ElevenLabs AI Audio Platform

Complete guide to ElevenLabs' audio AI capabilities: speech synthesis, transcription, voice cloning, sound effects, music generation, dubbing, and conversational voice agents.

Quick Reference

Capability	API/Tool	Use Case
Text-to-Speech	`text_to_speech`	Generate lifelike speech from text
Speech-to-Text	`speech_to_text`	Transcribe audio with Scribe v2
Voice Cloning	`voice_clone`	Clone voices from audio samples
Voice Design	`text_to_voice`	Create voices from text descriptions
Sound Effects	`text_to_sound_effects`	Generate SFX from prompts
Music	`compose_music`	Generate studio-grade music
Dubbing	Dubbing API	Translate video/audio (32 languages)
Voice Changer	`speech_to_speech`	Transform voice while preserving emotion
Voice Isolator	`isolate_audio`	Remove background noise
Voice Agents	Agents CLI/API	Build conversational AI agents

Setup

API Key

# Environment variable
export ELEVENLABS_API_KEY="your-api-key"

# Or in .env file
ELEVENLABS_API_KEY=your-api-key

SDK Installation

# Python
pip install elevenlabs

# TypeScript/Node
npm install elevenlabs

MCP Server (for Claude Code, Cursor, etc.)

{
  "mcpServers": {
    "ElevenLabs": {
      "command": "uvx",
      "args": ["elevenlabs-mcp"],
      "env": {
        "ELEVENLABS_API_KEY": "your-api-key"
      }
    }
  }
}

Text-to-Speech (TTS)

Convert text to lifelike speech. See references/tts-models.md for model details.

Python SDK

from elevenlabs.client import ElevenLabs
from elevenlabs import play

client = ElevenLabs(api_key="your-api-key")

audio = client.text_to_speech.convert(
    text="Hello world!",
    voice_id="JBFqnCBsd6RMkjVDRZzb",  # George
    model_id="eleven_multilingual_v2",
    output_format="mp3_44100_128"
)
play(audio)

MCP Tool

mcp__ElevenLabs__text_to_speech
- text: "Your text here"
- voice_name: "Rachel" (or voice_id)
- model_id: "eleven_multilingual_v2"
- stability: 0.5, similarity_boost: 0.75
- speed: 1.0 (range: 0.7-1.2)

Model Selection

Model	Latency	Languages	Best For
`eleven_multilingual_v2`	~500ms	29	High quality, long-form
`eleven_flash_v2_5`	~75ms	32	Real-time, agents
`eleven_turbo_v2_5`	~250ms	32	Balanced quality/speed
`eleven_v3` (alpha)	Higher	70+	Emotional, dramatic

Speech-to-Text (Scribe)

Transcribe audio with 90+ language support.
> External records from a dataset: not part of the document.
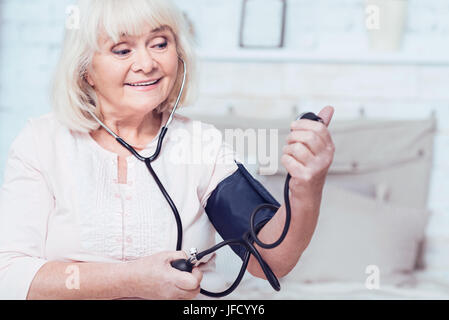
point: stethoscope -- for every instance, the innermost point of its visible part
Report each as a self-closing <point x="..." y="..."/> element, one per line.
<point x="247" y="239"/>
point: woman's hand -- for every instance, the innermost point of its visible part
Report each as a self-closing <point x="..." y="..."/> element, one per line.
<point x="154" y="278"/>
<point x="308" y="155"/>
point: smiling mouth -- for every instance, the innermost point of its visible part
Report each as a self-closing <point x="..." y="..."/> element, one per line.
<point x="144" y="84"/>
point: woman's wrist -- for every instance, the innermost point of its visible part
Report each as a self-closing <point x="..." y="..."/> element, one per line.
<point x="126" y="280"/>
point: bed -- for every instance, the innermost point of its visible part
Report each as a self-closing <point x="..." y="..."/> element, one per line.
<point x="376" y="238"/>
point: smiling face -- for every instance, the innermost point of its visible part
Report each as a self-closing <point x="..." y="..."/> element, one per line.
<point x="135" y="75"/>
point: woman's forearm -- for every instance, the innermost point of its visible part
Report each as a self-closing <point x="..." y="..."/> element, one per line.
<point x="283" y="258"/>
<point x="63" y="280"/>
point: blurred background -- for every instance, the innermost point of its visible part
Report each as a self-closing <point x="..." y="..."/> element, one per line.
<point x="383" y="65"/>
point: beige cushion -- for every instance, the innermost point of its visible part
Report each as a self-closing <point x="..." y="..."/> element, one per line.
<point x="355" y="231"/>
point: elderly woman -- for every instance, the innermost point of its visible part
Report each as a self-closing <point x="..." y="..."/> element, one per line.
<point x="81" y="217"/>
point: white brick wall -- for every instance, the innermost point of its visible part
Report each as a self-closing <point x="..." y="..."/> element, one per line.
<point x="31" y="33"/>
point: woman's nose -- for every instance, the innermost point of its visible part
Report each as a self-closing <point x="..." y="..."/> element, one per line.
<point x="143" y="61"/>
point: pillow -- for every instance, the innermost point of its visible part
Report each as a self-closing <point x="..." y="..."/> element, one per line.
<point x="354" y="232"/>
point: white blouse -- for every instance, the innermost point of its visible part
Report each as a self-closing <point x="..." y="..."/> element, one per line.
<point x="61" y="201"/>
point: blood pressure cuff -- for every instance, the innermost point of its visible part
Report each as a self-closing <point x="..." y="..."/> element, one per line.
<point x="231" y="204"/>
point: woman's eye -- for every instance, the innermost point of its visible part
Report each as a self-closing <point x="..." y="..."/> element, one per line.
<point x="162" y="45"/>
<point x="122" y="52"/>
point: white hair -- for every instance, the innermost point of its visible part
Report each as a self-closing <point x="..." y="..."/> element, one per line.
<point x="72" y="95"/>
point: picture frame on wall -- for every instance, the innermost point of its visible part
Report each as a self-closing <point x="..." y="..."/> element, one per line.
<point x="262" y="24"/>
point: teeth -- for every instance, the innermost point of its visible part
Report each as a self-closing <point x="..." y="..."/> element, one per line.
<point x="143" y="84"/>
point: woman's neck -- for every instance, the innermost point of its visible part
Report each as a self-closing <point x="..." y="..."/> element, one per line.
<point x="138" y="131"/>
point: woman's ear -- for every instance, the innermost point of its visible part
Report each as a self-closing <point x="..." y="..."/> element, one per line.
<point x="88" y="79"/>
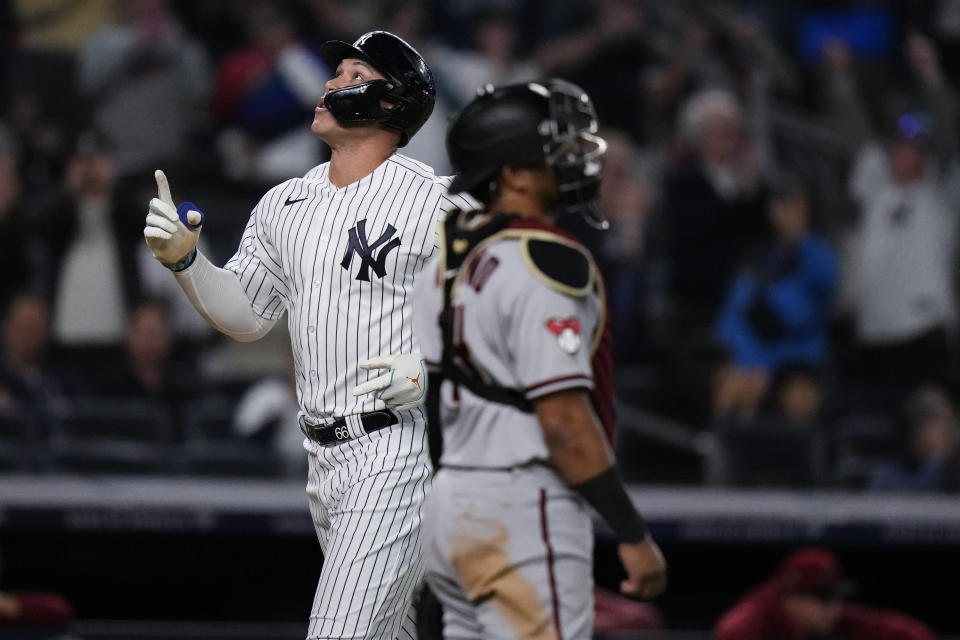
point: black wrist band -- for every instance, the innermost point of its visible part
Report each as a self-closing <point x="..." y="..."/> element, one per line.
<point x="607" y="495"/>
<point x="183" y="262"/>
See references/stt-scribe.md for details.

Python SDK

result = client.speech_to_text.convert(
    file=open("audio.mp3", "rb"),
    model_id="scribe_v2",
    diarize=True  # Speaker detection
)
print(result.text)

MCP Tool

mcp__ElevenLabs__speech_to_text
- input_file_path: "/path/to/audio.mp3"
- diarize: true (speaker detection)
- language_code: "eng" (or auto-detect)

Features

90+ languages with word-level timestamps
Speaker diarization (up to 48 speakers)
Keyterm prompting (bias toward specific words)
Entity detection (names, numbers, dates)
Realtime mode (~150ms latency)

Voice Cloning

Instant Voice Clone (MCP)

mcp__ElevenLabs__voice_clone
- name: "My Voice"
- files: ["/path/to/sample1.mp3", "/path/to/sample2.mp3"]
- description: "Professional male voice"

Requirements

Instant: 30+ seconds of clean audio
Professional: 30+ minutes for hyper-realistic clones
Creator plan or higher required

Voice Design

Create entirely new voices from text descriptions.

MCP Tool

mcp__ElevenLabs__text_to_voice
- voice_description: "A warm, friendly male voice with a slight British accent,
  perfect for audiobook narration"

Creates 3 voice previews to choose from. Use create_voice_from_preview to save.

Sound Effects

Generate cinematic sound effects from text. See references/sound-effects.md.

MCP Tool

mcp__ElevenLabs__text_to_sound_effects
- text: "Heavy wooden door creaking open slowly"
- duration_seconds: 3.0 (0.5-30 seconds)
- loop: false

Prompting Tips

Simple: "Glass shattering on concrete"
Sequences: "Footsteps on gravel, then a metallic door opens"
Musical: "90s hip-hop drum loop, 90 BPM"

Music Generation

Generate studio-grade music. See references/music-generation.md.

MCP Tool

mcp__ElevenLabs__compose_music
- prompt: "Upbeat electronic track with driving synths, 120 BPM"
- music_length_ms: 60000 (10s-5min)

Features

Complete control over genre, style, structure
Vocals or instrumental
Multilingual lyrics
Edit sections individually

Dubbing

Translate audio/video while preserving speaker identity. See references/dubbing.md.

32 languages supported
Preserves emotion, timing, tone
Speaker separation (up to 9 speakers)
Files up to 1GB / 2.5 hours via API

Voice Changer (Speech-to-Speech)

Transform any voice while preserving performance nuances.

MCP Tool

mcp__ElevenLabs__speech_to_speech
- input_file_path: "/path/to/recording.mp3"
- voice_id: "target_voice_id"

Preserves whispers, laughs, emotional cues
29 languages supported
Billed at 1000 chars/minute

Voice Isolator

Remove background noise from recordings.

MCP Tool

mcp__ElevenLabs__isolate_audio
- input_file_path: "/path/to/noisy_audio.mp3"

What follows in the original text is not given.